Friday, April 13, 2012

Your Data Migration Project is Not a Data Quality Exercise


If I look back across all of the data migration exercises I’ve been involved with one aspect has come up during every single one of them – at some point someone involved with the project will try and seize the opportunity to use the migration as the means by which all past data quality sins will be dealt with and solved.  There was a time when I’d have embraced this idea and tried to incorporate it in to the project plan, on more than one occasion I may have even been the person advancing the idea.

But not any more. That was then, this is now. Looking back over some of the projects which struck problems, one recurring theme seems to have been a push for wide ranging data quality improvements as one of the key deliverables, either as a mid stream addition to, or change of, focus or a key aim from day one.  I’ve reached a conclusion – looking at it now it seems stupidly obvious, self evident if you like, but I suspect it may seen a tad controversial to more than a few people out there:

Data migration exercises are about migrating data. This should be the first and only aim. If you don’t get your data from the old to the new system then you have failed – it’s a simple as that. All of those forecast business benefits that rely upon having data migrated will be reduced, deferred or missed entirely. Don’t even think about using the migration to do anything else, data migration is hard enough without making a conscious choice to try and increase the complexity, cost, timeframe and risk. Don’t do it to yourself!!

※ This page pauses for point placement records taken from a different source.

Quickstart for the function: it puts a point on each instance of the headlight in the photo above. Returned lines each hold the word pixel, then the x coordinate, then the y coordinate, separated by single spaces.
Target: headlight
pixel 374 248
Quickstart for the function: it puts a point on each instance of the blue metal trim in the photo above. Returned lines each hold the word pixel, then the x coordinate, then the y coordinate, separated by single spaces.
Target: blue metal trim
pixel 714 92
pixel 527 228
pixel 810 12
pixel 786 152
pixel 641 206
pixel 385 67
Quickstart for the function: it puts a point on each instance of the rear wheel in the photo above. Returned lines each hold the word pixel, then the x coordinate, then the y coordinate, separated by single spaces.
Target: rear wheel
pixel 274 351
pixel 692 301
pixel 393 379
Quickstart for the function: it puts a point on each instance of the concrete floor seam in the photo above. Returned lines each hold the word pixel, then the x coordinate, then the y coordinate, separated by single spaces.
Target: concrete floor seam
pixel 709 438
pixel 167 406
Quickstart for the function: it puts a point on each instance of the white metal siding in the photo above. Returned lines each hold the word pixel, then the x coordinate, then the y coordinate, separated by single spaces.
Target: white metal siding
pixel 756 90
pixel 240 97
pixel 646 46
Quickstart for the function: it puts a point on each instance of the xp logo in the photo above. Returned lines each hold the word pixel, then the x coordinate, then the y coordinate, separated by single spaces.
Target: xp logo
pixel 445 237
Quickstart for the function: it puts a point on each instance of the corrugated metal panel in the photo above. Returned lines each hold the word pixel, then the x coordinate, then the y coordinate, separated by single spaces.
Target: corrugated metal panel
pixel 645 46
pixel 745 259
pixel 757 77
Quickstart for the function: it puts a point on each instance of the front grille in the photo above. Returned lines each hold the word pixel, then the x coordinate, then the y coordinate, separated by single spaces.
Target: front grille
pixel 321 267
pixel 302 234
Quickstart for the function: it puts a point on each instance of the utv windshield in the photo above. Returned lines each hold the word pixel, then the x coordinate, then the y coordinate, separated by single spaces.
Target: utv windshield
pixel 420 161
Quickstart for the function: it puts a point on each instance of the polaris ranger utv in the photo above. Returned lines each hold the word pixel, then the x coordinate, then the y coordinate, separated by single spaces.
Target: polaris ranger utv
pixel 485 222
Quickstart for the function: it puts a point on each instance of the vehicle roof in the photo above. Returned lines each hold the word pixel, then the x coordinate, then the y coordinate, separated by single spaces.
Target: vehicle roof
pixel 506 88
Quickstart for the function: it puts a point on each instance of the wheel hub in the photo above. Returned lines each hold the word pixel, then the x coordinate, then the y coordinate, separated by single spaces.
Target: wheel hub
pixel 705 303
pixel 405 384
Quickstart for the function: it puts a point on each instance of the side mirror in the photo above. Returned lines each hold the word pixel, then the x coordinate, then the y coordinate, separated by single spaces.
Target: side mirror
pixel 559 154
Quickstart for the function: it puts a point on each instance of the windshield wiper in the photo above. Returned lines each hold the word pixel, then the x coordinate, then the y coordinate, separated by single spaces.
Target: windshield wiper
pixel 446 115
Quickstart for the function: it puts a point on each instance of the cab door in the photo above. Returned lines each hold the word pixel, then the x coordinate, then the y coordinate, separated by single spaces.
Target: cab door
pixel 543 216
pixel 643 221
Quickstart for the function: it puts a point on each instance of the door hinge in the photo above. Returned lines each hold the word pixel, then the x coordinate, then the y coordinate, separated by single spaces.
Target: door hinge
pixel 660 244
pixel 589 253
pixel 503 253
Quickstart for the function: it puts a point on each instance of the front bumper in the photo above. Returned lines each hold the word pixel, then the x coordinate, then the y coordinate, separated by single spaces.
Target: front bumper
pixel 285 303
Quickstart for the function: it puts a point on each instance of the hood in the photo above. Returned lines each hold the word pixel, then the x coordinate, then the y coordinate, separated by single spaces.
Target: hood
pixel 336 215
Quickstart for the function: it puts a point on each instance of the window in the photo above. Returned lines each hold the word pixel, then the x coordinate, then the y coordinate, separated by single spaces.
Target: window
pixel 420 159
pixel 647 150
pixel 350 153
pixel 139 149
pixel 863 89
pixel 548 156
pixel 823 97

I’d suggest only entertaining the concept of improving data quality when it can be shown that the new system can’t and won’t operate successfully with the level of quality of data currently available in the incumbent system. Then, and only then, look to incorporate data quality improvements, but keep them as light as possible. Only improve the data as much as is required to allow the new system to operate. This may seem counterintuitive, even perhaps bordering on delinquency of our duty as data professionals, but step back and look at the bigger picture, the interconnectivity of the data in (and across) systems. The changes you may make to improve a particular aspect of the data in one area may have unforeseen and impacts elsewhere. Sure, data profiling can go some way to help understand the impacts here, but do you really want to be following convoluted lineage trails just to be sure that no nasty surprise side effects crop up? Worse still, much improved data quality in one area of the system will soon be forgotten if whole other areas can’t even get the base data they need to operate due to migration woes.

Now, before all of you data quality folks delete my blog address from your favourites folder, let me reassure you that I’m not saying that we shouldn’t improve data quality. In fact I think that the arrival of a new system and the data migration project that comes with it is a great opportunity to push for funding to improve data quality. We just need to play the long game and look a little further ahead - designing projects to make specific data quality improvements before the data migration even begins. Start selling the benefits of improved data quality well ahead of the migration (months, if not a year or more) and angle the pitch in such a way as to show how these projects will reduce the risk of your company becoming the next data migration horror story headline with huge cost overruns, customer churn and brand damage.